The subsequent spray application of the diluted PGS in PBW at pressures of 3, 5, and 6 Bar had an overall lower significant difference (p = 0.045) generated by Levene’s Test for homogeneity of variances compared to the PGS diluted in dH₂O (p = 0.011).

In terms of the effect of extrusion by the spray system on the phage concentration, this is most evident in the second analysis where the PGS was diluted in dH₂O. This is because the dH₂O did not significantly decrease the phage concentration (p = 0.73) prior to spray application. A pressure of 6 Bar decreased the output concentration of phages the most (p = 0.00), while a pressure of 3 Bar decreased the output concentration of phages the least (p = 0.09).

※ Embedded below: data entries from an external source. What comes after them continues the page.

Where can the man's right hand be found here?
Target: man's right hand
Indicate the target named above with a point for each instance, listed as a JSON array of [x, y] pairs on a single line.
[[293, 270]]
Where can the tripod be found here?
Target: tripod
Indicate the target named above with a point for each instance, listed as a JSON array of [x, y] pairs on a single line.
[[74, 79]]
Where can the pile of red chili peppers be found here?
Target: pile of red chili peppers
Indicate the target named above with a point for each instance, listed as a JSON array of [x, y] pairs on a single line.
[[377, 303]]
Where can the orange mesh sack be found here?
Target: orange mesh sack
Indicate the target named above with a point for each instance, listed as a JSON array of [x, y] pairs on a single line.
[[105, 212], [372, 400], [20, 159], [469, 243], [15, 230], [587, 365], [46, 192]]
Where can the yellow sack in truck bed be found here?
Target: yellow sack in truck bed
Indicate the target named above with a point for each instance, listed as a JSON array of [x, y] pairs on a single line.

Thus, if the inlet water content has no chlorine, the ideal spray parameters for phage stability (from this study) are a 3 Bar pressure on a diaphragm pump, in combination with a 200 mesh strainer and a 530 μm nozzle diameter.

Some future research recommendations would entail the testing of different nozzle diameters, strainers, and pressure combinations. It would also be valuable to recommend to the industry that inlet water contents for phage dilutions, specifically free chlorine contents, should be closely monitored and that sufficient rinsing should take place after sanitizing protocols and before phage use.